Research

In the Kirchdoerfer lab, we study a family of viruses called Coronaviruses.  This diverse family of viruses includes human pathogens such as SARS-CoV-1, SARS-CoV-2 (COVID-19), and MERS-CoV in addition to a number of important animal pathogens.  We use a combination of biochemistry and structural biology techniques to produce high-resolution views of coronavirus proteins, gaining insights into how these molecular machines accomplish tasks for the virus during the infection cycle.  In particular, we focus on how coronaviruses enter cells and how they replicate their genomes once they get inside.  To accomplish these tasks, coronaviruses produce a suite of proteins.  Because some of the viruses that we study are human pathogens, many projects in the lab circumvent working with live virus entirely and instead focus on individual viral proteins produced using recombinant technologies in specialized systems.  These proteins are then used in biochemical assays or imaged using an electron microscope to determine their function and structure.  The long-term goals of these studies is the development of potential antiviral drugs and vaccine immunogens.

Viral Entry

To initiate the infection of a cell, coronaviruses must recognize their target cells and then fuse their viral membranes with host cell membranes, releasing the viral genome to begin replication.  Coronaviruses use a protein on their surface called spike to recognize receptors on the host cell surface.  The specific host receptors used varies widely across the coronavirus family.  Binding of host receptors is believed to trigger changes in the structure of the viral spike protein activating spike’s membrane fusion activity.  In the Kirchdoerfer lab, we are interested in the structures of spikes from across the diverse coronavirus family and how these viral spikes interact with their host receptors.

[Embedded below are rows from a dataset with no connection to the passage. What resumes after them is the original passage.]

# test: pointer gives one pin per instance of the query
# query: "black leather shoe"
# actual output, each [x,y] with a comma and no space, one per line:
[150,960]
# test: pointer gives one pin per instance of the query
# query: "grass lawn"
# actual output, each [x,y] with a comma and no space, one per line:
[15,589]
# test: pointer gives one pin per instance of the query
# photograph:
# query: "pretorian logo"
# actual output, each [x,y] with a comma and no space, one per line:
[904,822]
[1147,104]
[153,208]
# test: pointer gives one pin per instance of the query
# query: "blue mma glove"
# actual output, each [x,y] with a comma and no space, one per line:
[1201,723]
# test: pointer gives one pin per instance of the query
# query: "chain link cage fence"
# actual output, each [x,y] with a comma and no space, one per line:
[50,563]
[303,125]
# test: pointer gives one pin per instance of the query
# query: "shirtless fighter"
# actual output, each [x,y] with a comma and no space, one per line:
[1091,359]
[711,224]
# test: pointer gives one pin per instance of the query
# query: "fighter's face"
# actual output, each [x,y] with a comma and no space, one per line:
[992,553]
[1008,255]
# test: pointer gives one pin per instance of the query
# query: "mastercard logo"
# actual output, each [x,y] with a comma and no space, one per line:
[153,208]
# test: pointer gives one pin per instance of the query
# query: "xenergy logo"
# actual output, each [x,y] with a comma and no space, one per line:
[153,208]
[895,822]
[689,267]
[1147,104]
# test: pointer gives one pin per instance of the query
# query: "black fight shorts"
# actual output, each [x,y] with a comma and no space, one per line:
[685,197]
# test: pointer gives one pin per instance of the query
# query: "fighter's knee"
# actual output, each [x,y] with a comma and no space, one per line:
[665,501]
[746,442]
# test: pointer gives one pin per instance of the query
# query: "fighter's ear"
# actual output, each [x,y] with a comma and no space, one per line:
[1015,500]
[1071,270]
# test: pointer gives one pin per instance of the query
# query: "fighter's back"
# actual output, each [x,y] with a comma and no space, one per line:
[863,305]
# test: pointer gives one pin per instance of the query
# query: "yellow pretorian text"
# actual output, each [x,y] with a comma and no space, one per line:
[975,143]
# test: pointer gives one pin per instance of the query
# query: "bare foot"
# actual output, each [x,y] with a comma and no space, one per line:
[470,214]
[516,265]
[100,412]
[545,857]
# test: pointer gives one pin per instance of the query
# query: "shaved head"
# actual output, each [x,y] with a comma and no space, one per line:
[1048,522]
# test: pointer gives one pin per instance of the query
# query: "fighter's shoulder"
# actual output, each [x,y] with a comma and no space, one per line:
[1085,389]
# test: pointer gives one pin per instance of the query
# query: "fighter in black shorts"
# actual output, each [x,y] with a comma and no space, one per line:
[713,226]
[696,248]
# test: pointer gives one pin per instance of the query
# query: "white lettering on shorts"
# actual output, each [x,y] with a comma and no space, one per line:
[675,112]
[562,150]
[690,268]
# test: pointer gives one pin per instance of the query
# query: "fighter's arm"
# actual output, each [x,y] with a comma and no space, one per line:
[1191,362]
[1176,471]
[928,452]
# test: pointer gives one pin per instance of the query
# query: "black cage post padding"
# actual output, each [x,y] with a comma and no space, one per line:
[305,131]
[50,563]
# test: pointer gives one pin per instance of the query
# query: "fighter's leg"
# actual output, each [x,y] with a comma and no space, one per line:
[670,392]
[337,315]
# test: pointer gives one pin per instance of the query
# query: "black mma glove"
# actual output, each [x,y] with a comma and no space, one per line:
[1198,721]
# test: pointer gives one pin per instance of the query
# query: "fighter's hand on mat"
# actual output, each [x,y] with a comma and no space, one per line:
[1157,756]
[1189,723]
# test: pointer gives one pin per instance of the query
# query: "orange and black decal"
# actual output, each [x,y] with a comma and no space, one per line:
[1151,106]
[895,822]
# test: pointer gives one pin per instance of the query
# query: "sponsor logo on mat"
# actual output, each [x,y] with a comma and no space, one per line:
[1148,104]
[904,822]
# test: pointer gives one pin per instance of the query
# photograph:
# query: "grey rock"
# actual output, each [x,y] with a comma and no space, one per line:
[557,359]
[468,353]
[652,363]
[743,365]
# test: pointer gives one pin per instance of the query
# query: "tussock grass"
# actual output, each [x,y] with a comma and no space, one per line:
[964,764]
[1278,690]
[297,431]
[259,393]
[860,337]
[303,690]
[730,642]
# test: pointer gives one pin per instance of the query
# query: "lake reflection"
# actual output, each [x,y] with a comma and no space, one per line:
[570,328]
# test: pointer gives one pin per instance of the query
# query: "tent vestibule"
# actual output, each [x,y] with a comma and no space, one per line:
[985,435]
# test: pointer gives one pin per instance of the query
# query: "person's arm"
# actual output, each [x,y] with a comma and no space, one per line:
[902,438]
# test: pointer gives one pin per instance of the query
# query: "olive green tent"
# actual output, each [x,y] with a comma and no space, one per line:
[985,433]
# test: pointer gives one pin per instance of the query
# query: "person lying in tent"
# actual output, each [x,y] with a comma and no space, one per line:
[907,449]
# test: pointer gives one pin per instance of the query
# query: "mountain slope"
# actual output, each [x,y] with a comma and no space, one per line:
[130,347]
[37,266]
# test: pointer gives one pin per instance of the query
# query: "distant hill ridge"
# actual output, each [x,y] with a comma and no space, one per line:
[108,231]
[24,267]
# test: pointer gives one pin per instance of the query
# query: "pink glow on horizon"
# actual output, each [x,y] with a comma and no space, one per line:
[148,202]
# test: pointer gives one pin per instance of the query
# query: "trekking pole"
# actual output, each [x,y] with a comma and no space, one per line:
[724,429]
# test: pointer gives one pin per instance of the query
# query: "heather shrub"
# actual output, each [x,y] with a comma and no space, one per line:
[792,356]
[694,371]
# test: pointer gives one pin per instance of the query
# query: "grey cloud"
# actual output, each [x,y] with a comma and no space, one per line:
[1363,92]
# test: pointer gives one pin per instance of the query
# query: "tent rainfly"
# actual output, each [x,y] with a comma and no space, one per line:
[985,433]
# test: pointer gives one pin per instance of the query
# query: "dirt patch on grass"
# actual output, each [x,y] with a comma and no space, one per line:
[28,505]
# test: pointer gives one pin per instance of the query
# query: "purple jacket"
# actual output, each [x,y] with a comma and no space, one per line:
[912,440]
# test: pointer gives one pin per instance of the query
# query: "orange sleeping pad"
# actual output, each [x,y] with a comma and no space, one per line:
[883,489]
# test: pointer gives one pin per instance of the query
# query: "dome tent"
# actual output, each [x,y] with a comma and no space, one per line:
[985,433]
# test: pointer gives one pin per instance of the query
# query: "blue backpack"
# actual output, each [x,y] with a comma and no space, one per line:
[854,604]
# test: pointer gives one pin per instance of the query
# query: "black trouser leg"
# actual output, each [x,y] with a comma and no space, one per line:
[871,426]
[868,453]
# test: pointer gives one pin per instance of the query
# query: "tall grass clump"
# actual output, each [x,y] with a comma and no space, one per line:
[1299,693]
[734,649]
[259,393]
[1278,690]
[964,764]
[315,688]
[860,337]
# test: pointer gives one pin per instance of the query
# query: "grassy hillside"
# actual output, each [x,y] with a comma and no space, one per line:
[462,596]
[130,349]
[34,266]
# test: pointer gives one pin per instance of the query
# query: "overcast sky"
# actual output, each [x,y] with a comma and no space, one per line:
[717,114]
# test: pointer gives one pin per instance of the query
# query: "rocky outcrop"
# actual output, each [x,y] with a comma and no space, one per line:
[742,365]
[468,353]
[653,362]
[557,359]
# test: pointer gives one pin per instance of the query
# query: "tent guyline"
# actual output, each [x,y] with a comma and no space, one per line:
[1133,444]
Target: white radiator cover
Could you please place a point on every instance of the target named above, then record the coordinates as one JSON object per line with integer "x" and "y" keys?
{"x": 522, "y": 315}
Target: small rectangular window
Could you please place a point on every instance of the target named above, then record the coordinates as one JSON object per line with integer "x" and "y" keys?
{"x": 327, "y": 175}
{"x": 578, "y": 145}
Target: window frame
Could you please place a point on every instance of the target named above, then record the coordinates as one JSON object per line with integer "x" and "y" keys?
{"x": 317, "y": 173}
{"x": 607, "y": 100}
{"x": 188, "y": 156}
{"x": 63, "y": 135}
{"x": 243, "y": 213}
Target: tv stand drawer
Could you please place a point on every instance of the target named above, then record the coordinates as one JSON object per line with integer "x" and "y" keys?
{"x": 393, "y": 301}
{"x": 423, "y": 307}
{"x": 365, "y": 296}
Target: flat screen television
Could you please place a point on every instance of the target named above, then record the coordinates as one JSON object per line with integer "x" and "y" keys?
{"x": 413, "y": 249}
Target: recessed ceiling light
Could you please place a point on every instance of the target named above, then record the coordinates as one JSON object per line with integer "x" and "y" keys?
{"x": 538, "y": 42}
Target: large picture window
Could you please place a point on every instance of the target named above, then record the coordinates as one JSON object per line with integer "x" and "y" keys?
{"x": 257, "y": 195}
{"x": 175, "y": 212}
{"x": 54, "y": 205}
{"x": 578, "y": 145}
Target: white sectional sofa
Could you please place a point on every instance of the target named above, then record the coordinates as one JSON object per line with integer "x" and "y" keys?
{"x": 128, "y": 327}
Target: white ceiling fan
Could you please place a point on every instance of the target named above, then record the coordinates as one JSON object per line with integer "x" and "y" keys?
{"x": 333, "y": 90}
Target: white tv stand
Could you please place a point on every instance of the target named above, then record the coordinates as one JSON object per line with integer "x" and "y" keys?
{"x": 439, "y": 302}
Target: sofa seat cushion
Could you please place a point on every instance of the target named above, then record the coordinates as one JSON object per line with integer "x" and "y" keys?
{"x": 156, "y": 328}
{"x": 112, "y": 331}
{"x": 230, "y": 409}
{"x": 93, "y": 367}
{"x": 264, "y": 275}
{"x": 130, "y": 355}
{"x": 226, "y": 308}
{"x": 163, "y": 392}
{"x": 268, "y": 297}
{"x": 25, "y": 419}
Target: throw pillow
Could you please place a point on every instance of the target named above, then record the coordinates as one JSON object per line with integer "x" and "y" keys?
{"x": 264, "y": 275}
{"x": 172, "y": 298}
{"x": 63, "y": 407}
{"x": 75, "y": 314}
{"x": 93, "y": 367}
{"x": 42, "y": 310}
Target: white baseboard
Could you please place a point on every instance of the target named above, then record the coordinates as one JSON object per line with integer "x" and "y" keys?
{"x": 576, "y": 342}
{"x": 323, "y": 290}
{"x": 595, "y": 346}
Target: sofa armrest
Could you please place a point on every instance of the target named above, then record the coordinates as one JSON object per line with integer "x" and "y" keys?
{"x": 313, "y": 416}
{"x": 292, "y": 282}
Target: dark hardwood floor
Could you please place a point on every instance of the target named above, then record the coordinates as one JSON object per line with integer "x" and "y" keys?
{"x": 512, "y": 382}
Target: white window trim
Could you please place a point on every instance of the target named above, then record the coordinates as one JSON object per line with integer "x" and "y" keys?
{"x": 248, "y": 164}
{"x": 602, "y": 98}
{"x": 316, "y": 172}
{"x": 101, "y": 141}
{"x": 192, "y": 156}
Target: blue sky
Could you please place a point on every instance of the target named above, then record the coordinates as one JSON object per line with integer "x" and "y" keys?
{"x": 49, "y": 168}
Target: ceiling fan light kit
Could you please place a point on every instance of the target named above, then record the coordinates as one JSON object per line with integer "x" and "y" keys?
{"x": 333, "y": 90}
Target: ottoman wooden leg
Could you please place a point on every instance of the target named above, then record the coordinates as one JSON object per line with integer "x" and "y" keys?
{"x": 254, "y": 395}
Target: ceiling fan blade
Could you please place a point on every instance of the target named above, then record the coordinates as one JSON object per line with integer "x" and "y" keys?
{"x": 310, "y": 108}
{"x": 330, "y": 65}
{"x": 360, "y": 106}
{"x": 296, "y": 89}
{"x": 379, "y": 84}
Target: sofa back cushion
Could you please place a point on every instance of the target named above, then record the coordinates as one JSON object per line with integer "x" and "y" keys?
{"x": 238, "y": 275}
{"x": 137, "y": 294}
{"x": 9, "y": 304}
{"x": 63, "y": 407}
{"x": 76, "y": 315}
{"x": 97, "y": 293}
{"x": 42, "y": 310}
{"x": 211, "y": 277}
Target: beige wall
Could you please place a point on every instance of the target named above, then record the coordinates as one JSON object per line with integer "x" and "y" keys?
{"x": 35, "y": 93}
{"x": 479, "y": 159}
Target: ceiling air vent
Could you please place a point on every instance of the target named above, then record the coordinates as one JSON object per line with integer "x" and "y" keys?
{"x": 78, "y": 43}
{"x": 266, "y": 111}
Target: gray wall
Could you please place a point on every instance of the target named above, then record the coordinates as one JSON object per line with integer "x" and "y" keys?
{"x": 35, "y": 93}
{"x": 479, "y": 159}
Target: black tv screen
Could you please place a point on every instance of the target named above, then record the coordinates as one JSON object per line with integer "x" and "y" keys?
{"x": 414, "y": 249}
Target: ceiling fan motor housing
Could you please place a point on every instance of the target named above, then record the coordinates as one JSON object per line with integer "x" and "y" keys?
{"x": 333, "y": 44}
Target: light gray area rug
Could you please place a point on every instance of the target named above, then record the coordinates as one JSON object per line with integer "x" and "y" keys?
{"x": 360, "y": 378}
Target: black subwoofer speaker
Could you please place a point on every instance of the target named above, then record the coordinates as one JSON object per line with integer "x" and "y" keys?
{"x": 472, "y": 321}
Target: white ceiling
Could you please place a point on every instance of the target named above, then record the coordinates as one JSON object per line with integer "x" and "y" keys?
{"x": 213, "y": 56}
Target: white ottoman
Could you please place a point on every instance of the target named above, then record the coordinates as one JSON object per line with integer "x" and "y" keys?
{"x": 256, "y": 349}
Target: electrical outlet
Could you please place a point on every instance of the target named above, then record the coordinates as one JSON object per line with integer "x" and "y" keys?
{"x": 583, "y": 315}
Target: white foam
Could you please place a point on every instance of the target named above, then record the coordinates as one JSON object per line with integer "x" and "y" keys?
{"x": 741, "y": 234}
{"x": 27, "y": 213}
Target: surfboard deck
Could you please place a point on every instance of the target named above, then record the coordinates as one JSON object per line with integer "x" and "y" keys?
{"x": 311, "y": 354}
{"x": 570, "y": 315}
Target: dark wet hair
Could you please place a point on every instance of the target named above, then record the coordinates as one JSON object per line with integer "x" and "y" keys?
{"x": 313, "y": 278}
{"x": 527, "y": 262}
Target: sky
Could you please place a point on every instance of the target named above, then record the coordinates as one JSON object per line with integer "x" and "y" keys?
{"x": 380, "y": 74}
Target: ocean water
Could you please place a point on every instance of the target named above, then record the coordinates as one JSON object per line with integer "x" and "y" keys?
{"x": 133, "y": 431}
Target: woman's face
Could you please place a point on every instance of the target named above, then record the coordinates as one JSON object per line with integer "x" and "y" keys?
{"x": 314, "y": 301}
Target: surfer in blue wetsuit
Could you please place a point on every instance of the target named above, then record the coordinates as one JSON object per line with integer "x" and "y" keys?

Viral spike protein animation showing conformational changes required for viral entry

 

Viral Replication

Coronaviruses possess RNA genomes and encode the necessary protein machinery to replicate and transcribe their genomes in the cytoplasm of the infected cell.  These large multi-subunit complexes carry multiple enzyme active sites including a polymerase, helicase, exo- and endonucleases as well as methyltransferases.  While each of these enzymes subunits has activity on its own, in the Kirchdoerfer lab, we are interested in how these subunits work together to accomplish viral replication.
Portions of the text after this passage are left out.